As an engineering manager tackling a new problem, it’s a natural question to ask yourself. Your engineers kick ass, and given enough time, they’ll build a solution that fits your needs better than anything on the market. Of course, their time is also one of your company’s scarcest resources, and it’s your job to make sure it doesn’t get wasted — plus, you need this solution yesterday. So what do you do?
The most widely-cited rule of thumb is to build things that are “core” to your business, and buy (a term used loosely, in this age of SaaS and open source) the rest. This rule makes sense, and for some people it works well in practice. For me though, it leaves something to be desired, and I have a hard time applying it universally.
The reason is yak shaving.

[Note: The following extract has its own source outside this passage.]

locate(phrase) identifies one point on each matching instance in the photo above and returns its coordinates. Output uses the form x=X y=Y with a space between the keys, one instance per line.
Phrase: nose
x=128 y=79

A large chunk of your team’s time is unavoidably spent doing things that actually aren’t core to your business, or each person’s role. For your developers, it might be maintaining integrations with buggy third-party APIs, managing dependencies, or refactoring old code. For marketing, it might be manually entering data, and creating and distributing reports. For sales, it might be pulling the same data on your customers over and over. And even though this type of work is unavoidable, minimizing it is the key to productivity.
The trouble with bought solutions is that, in many cases, they tend to attract yaks. There may be feature mismatch, which slows down the users of the solution and increases communication overhead. In the worst cases it can even prevent the solution from delivering on its promised value. Moreover, if there’s a technical integration, your engineering team often winds up shimming and debugging it, without the benefit of having written the code themselves. In comparison, an internal solution can save your team time by providing exactly the features you need, and technical modifications are easier since you wrote the code. It’s an upfront investment to be sure, but it can be worth it. Of course, this investment is obviously a giant hairy yak all by itself, and if it’s a hard problem, there’s a good chance you’ll actually do a worse job in the long-run than a dedicated outside team.
For these reasons, I believe build or buy is a tricky call, and there are plenty of war stories favoring both sides. Wikipedia articles, for example, are written in a special markup language, originally developed as a simpler alternative to HTML. Over time, though, the language has grown organically to the point that no one actually knows how it works. If you want to see how something will render on Wikipedia, you just have to feed it in and see what you get. Though the original design goal was sound, it’s clear that an off-the-shelf solution would have left the project in a better place today.
Tornado on the other hand, is a popular Python web framework that was developed internally by FriendFeed. Usually building your own framework or language is a jumbo-sized yak to be avoided at all costs (cf. Asana) — after all, there’s plenty of these tools that work fine for thousands of developers already. But, given FriendFeed’s unusual (in 2008 anyway) real-time demands, and the quality of their implementation, Tornado wound up being a major win for them, and is credited with supporting both their core features and their eventual acquisition by Facebook.
A New Rule of Thumb
So what should you do when faced with a build or buy dilemma? I propose a new rule of thumb: build a quick-and-dirty solution internally, then reevaluate. This gives you some of the payoff quickly and without a cash expense (compared to commercial solutions). But more importantly, by biasing toward building it ensures that you truly grok the problem space. As an engineer, you’re probably the kind of person who best understands something by trying to build it yourself (potentially after you took it apart). Once you understand the requirements and the implementation difficulties deeply, you’ll be much better prepared to evaluate the available third-party options. Likewise, you’ll have a good idea of what it would take to build the full solution yourself — just be careful not to get sucked down this path prematurely.